Create 3 node Hadoop and Spark Cluster Monitored by SignalFx from Splunk
George Jen, Jen Tek LLC
Summary
This writing provides step by step instructions to create 3 node Hadoop, Hive and 3 node Spark cluster in both Standalone mode and managed by yarn from Hadoop as well as how to setup monitoring by SignalFx from Splunk using VirtualBox CentOS VMs on a single Windows 10 hosting PC. Hope it is helpful.
Objective and Task
I need to test a monitoring solution on Hadoop and Spark installation, to monitor key Hadoop cluster and Spark applications as well as OS (Linux) indicators. There are some choices to compare features:
Ganglia
http://ganglia.sourceforge.net/
SignalFx from Splunk
In this exercise, the focus is on SignalFx.
Required
Nothing, except a computer running windows 10 with 32GB RAM, an Intel i7 4 core 8 thread CPU, the more recent generation i7, the better, plenty of free hard drive space.
Tasks
Install VirtualBox software onto the Windows 10
Download and install from
https://www.virtualbox.org/wiki/Downloads
Create VirtualBox VM with CentOS 7.1.
There are plenty of tutorial on the internet, you can search for it, one of them is here
https://www.avoiderrors.com/install-centos-7-virtual-box/
Create user name hadoop, group haoop after create and startup the CentOS VM
Home directory of OS user hadoop is /opt/hadoop, because /home file system is too small for this exercise.
Locate VirtualBox VM files to be duplicated
After create a CentOS 7.1 VirtualBox VM, shutdown the VM, locate the VM file from Settings->Storage
Need 3 VMs, then make 2 additional copies of the VM file. Name these 3 files as CentOS71master.vdi, CentOS71worker1.vdi, CentOS71worker2.vdi.
After copying, change the UUID for the 3 VM files because all these 3 files have the same UUID despite the file names are different. VirtualBox will refuse to launch the VM if there is another VM with the same UUID already exists.
Change VirtualBox UUIDs for all 3 VMs
On the Windows host, open a command windows as administrator and run below commands:
cd C:\Program Files\Oracle\VirtualBox
VBoxManage internalcommands sethduuid "D:\vm\CentOS71master.vdi"
VBoxManage internalcommands sethduuid "D:\vm\CentOS71worker1.vdi"

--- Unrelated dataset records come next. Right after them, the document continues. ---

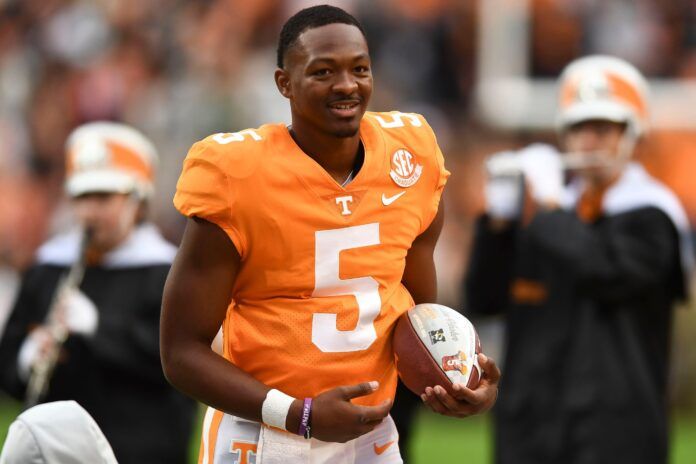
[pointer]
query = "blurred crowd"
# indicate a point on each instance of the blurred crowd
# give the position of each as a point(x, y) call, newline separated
point(180, 70)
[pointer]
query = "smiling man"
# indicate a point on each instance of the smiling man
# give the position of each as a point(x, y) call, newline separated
point(307, 243)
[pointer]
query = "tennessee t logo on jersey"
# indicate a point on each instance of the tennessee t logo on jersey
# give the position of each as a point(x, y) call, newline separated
point(404, 169)
point(245, 452)
point(343, 201)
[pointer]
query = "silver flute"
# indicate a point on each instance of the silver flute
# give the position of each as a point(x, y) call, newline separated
point(43, 367)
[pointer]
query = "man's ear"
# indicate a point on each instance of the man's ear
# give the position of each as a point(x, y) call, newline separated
point(282, 79)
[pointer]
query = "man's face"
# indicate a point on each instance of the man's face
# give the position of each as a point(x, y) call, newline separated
point(328, 79)
point(110, 216)
point(601, 143)
point(595, 136)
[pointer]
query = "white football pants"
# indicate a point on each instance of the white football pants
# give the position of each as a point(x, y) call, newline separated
point(228, 439)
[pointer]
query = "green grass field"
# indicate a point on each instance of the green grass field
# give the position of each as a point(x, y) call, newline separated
point(442, 440)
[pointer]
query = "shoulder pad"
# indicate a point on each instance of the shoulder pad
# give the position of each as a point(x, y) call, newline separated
point(235, 153)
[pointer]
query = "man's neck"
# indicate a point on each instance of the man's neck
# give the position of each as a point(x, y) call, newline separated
point(337, 155)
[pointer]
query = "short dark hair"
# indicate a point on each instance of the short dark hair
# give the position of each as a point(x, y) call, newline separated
point(310, 18)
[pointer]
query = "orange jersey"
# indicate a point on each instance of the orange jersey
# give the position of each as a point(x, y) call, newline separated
point(319, 288)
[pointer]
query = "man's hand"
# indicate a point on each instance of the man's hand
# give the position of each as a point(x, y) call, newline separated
point(336, 419)
point(466, 402)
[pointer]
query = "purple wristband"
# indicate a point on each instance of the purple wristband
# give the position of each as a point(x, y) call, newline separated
point(305, 428)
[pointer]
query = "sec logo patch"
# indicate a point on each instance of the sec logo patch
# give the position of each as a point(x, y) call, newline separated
point(405, 171)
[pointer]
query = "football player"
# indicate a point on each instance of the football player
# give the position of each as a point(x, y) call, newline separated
point(307, 242)
point(587, 275)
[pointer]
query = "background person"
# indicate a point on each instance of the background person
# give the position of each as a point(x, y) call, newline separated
point(587, 277)
point(109, 362)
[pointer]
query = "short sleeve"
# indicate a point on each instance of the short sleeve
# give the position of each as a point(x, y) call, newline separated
point(440, 181)
point(204, 191)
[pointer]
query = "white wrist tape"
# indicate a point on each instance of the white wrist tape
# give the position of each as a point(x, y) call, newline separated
point(274, 410)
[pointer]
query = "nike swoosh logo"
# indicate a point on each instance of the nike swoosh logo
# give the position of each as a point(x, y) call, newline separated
point(386, 201)
point(383, 448)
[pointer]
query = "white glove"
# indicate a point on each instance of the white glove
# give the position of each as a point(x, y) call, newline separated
point(504, 185)
point(81, 316)
point(543, 171)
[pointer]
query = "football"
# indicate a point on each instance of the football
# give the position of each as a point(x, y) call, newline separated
point(435, 345)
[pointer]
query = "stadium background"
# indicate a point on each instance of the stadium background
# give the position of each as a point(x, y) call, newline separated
point(481, 71)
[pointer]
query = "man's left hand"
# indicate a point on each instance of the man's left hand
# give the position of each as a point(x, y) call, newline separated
point(466, 402)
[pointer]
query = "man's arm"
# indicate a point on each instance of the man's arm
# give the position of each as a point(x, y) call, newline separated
point(630, 255)
point(420, 280)
point(196, 296)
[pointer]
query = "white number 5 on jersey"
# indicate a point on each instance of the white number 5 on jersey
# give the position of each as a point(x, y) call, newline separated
point(327, 282)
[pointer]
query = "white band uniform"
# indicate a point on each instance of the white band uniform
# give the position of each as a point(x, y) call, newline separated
point(274, 410)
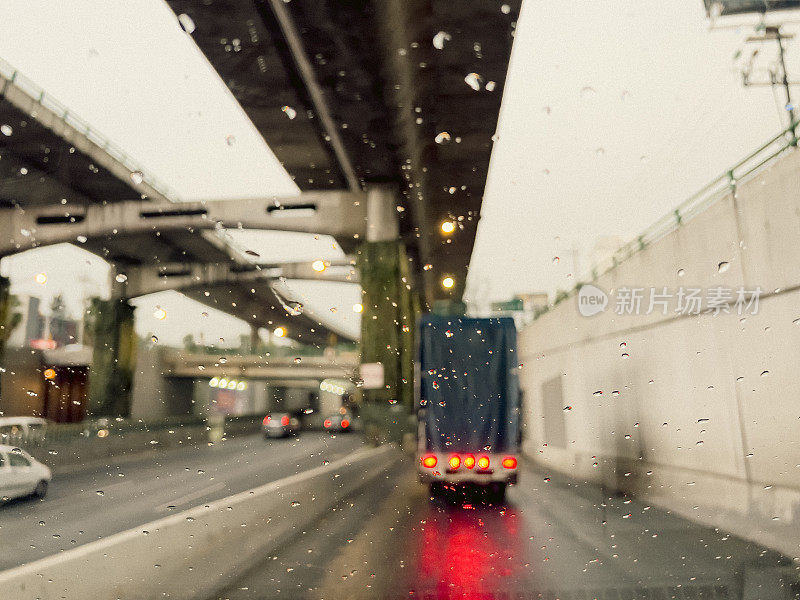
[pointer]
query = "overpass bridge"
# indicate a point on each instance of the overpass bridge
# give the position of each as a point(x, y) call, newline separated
point(660, 453)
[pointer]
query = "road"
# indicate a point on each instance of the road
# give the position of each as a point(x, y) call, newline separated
point(98, 500)
point(552, 539)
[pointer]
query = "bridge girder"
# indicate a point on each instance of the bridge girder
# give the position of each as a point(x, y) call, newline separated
point(340, 214)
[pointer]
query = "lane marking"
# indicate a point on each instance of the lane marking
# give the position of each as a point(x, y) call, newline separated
point(189, 497)
point(86, 549)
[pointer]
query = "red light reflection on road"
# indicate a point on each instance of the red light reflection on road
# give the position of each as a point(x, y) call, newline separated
point(470, 552)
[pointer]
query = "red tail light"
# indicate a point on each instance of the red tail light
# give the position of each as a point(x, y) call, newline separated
point(429, 461)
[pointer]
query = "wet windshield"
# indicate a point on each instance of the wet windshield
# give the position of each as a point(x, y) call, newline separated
point(441, 300)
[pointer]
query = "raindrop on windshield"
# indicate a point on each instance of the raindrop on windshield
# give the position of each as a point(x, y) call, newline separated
point(186, 23)
point(440, 38)
point(474, 81)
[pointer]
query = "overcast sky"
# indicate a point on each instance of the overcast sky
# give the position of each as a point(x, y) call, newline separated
point(613, 113)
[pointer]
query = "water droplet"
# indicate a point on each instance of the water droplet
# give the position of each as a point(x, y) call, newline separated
point(442, 137)
point(186, 22)
point(474, 81)
point(440, 38)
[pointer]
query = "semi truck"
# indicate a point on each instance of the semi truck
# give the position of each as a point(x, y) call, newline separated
point(468, 403)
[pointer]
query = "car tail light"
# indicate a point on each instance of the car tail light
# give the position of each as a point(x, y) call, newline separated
point(429, 461)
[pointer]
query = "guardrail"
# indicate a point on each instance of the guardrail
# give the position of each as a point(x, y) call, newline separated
point(698, 202)
point(704, 198)
point(38, 95)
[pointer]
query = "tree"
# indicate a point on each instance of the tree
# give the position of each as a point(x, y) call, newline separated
point(9, 317)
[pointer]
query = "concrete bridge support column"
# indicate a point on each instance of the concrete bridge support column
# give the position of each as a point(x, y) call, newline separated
point(114, 356)
point(387, 320)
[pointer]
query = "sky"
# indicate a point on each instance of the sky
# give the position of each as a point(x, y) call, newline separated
point(614, 111)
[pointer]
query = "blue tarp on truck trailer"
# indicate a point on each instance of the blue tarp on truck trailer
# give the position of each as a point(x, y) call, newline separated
point(468, 384)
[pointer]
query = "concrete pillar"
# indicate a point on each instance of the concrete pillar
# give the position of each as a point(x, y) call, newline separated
point(387, 321)
point(113, 354)
point(382, 221)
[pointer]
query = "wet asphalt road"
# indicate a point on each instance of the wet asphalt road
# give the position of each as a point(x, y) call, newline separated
point(91, 502)
point(550, 540)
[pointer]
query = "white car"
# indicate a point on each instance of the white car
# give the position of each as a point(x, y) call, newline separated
point(21, 474)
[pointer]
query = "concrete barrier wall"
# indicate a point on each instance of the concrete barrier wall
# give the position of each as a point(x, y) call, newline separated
point(195, 553)
point(703, 414)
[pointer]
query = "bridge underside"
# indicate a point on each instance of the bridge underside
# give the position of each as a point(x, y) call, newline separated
point(365, 88)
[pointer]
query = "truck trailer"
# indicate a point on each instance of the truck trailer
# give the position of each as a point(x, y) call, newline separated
point(468, 402)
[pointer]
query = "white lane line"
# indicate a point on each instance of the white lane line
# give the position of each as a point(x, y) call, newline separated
point(216, 505)
point(189, 497)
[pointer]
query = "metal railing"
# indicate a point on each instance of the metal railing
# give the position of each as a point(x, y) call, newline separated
point(702, 199)
point(39, 96)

VBoxManage internalcommands sethduuid "D:\vm\CentOS71worker2.vdi"
Create 3 VMs
Create 3 VMs in VirtualBox named as SparkMaster, SparkWorker1 and SparkWorker2 that link to D:\vm\CentOS71master.vdi, D:\vm\CentOS71Worker1.vdi and D:\vm\CentOS71worker2.vdi respectively.
VirtualBox Settings
Additional VirtualBox VM settings on SparkMaster, SparkWorker1 and SparkWorker2
CPU and Memory
Assign 8GB RAM, 2 CPU for each VM.
Network
Each VM will be in NAT Network, an internal network that allows all 3 VMs can reach each other and can connect to the outside world, except they can not be reached from outside. For that, on the SparkMaster VM, I add a second network adapter configured a NAT and connect from host machine to it through port forwarding. That SparkMaster VM serves as the bastion station, to be used as jump box to reach other VMs in the internal network.

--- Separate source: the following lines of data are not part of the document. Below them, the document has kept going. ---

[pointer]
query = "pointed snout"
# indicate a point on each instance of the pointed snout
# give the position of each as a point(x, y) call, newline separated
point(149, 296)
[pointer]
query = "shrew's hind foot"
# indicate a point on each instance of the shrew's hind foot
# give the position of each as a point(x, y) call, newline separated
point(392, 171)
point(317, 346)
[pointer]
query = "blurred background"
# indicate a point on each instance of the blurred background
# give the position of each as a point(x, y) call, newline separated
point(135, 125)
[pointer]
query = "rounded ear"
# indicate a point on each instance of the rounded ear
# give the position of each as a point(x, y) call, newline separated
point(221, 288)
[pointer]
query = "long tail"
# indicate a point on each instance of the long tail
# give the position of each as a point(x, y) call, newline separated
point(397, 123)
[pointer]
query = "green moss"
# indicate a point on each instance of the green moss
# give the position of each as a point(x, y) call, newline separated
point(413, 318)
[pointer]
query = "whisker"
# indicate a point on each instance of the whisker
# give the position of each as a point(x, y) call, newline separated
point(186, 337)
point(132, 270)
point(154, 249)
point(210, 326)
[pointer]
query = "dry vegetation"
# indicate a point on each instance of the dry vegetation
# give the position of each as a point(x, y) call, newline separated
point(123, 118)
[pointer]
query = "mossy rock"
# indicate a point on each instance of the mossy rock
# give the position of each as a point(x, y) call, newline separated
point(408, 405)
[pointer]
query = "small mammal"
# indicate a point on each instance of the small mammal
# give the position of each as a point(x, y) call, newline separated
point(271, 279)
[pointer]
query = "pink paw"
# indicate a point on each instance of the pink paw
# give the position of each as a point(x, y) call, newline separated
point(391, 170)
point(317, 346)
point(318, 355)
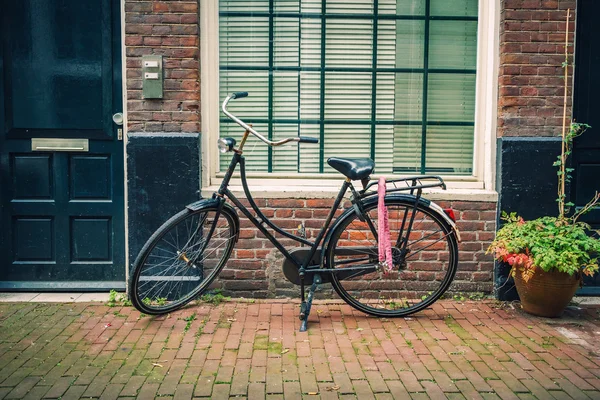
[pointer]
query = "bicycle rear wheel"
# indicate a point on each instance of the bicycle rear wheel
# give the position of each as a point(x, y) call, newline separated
point(182, 258)
point(417, 279)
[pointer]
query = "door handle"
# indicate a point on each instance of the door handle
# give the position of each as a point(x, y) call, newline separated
point(118, 118)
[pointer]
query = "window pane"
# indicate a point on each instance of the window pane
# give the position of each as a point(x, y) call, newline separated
point(384, 149)
point(310, 43)
point(449, 150)
point(285, 95)
point(453, 44)
point(310, 157)
point(402, 7)
point(286, 40)
point(310, 6)
point(400, 44)
point(451, 97)
point(310, 95)
point(244, 41)
point(350, 7)
point(454, 8)
point(400, 96)
point(285, 158)
point(256, 83)
point(348, 95)
point(349, 43)
point(348, 141)
point(407, 148)
point(244, 5)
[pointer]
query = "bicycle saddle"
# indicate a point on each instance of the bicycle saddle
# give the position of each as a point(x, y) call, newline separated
point(353, 168)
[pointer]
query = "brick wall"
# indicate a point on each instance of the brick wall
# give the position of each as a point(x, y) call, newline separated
point(254, 269)
point(168, 28)
point(532, 35)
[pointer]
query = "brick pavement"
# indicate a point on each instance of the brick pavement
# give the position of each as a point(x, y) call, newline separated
point(455, 350)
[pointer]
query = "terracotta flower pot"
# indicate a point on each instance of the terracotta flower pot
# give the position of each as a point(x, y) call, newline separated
point(546, 294)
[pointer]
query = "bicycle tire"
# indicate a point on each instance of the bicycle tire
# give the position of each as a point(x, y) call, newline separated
point(191, 257)
point(402, 291)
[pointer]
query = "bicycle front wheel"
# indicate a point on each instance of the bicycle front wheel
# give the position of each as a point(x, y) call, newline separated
point(182, 258)
point(419, 276)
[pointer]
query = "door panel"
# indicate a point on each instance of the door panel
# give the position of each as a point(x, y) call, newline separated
point(586, 108)
point(62, 212)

If need to know what are NAT and NAT Network, please refer to the Wikipedia site:
https://en.wikipedia.org/wiki/Network_address_translation
Find IP addresses of all 3 VMs
Start up all 3 VMs in the VirtualBox, open a terminal in each VM:
Open terminal in each VM, run below and record the IP addresses displayed
sudo ifconfig
Here are 3 VMs, OS user is hadoop for all 3 machines, passwords are set to the same
VM Intended Hostname Internal IP Address NAT IP address
SparkMaster masternode 192.168.0.104 10.0.3.15
SparkWorker1 workernode1 192.168.0.105
SparkWorker2 workernode2 192.168.0.106
Setup NAT port forwarding
On the SparkMaster VM, setup port forwarding:
SparkMaster VM has additional network adapter as NAT, which has IP address 10.0.3.15. In the VirtualBox network setting for the NAT adapter, setup port forwarding mapping host port 30 to guest port 22 on IP address 10.0.3.15. Port 22 is the ssh server port. That way, I can connect to SparkMaster through putty or ssh through host port 30. From SparkMaster, I can further connect to SparkWorker1 and SparkWorker2, the other 2 VMs.

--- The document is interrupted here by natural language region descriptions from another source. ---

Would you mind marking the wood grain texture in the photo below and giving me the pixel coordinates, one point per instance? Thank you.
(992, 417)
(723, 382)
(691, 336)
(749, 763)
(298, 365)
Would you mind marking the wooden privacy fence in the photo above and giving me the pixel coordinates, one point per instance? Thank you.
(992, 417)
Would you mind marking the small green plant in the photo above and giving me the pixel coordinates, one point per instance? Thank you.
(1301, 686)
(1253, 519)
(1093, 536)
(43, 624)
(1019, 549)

Additionally, I setup port forwarding for web access to Hadoop, YARN and Apache Spark, i.e.:
Host port 31, map to guest port 50070 (Hadoop Web Access Port)
Host port 32, map to guest port 8088 (Yarn Web Access Port)
Host port 33, map to guest port 8080 (Spark Web Access Port)
Hadoop, Hive and Spark Setup Preparation
Use putty.exe (ssh) to connect to SparkMaster VM through port forwarding from host Windows.
Define /etc/hosts
Edit /etc/hosts add below:
192.168.0.104 masternode
192.168.0.105 workernode1
192.168.0.106 workernode2
Replicate /etc/hosts across masternode, workernode1 and workernode2
Set hostname to masternode, workernode1, workernode2
On 192.168.0.104 (to set as masternode)
sudo hostnamectl set-hostname masternode
On 192.168.0.105 (to set as workernode1)
sudo hostnamectl set-hostname workernode1
On 192.168.0.106 (to set as workernode2)
sudo hostnamectl set-hostname workernode2
Passwordless ssh setup
Passwordless ssh from masternode to masternode (itself), workernode1 and workernode2 for OS user hadoop
Configure ssh key based authentication for Hadoop account by running the below commands press enters to accept all defaults and leave the passphrase filed blank in order to automatically login via ssh.
ssh-keygen -t rsa
ssh-copy-id masternode
ssh-copy-id workernode1
ssh-copy-id workernode2
Test passwordless ssh
From masternode
ssh workernode1
Should be able log into workernode1 without password
From masternode
ssh workernode2
Should be able log into workernode2 without password
Pre-requisite Installation
Log into masternode, workernode1 and workernode2
Install developer tools
sudo yum group install "Development Tools"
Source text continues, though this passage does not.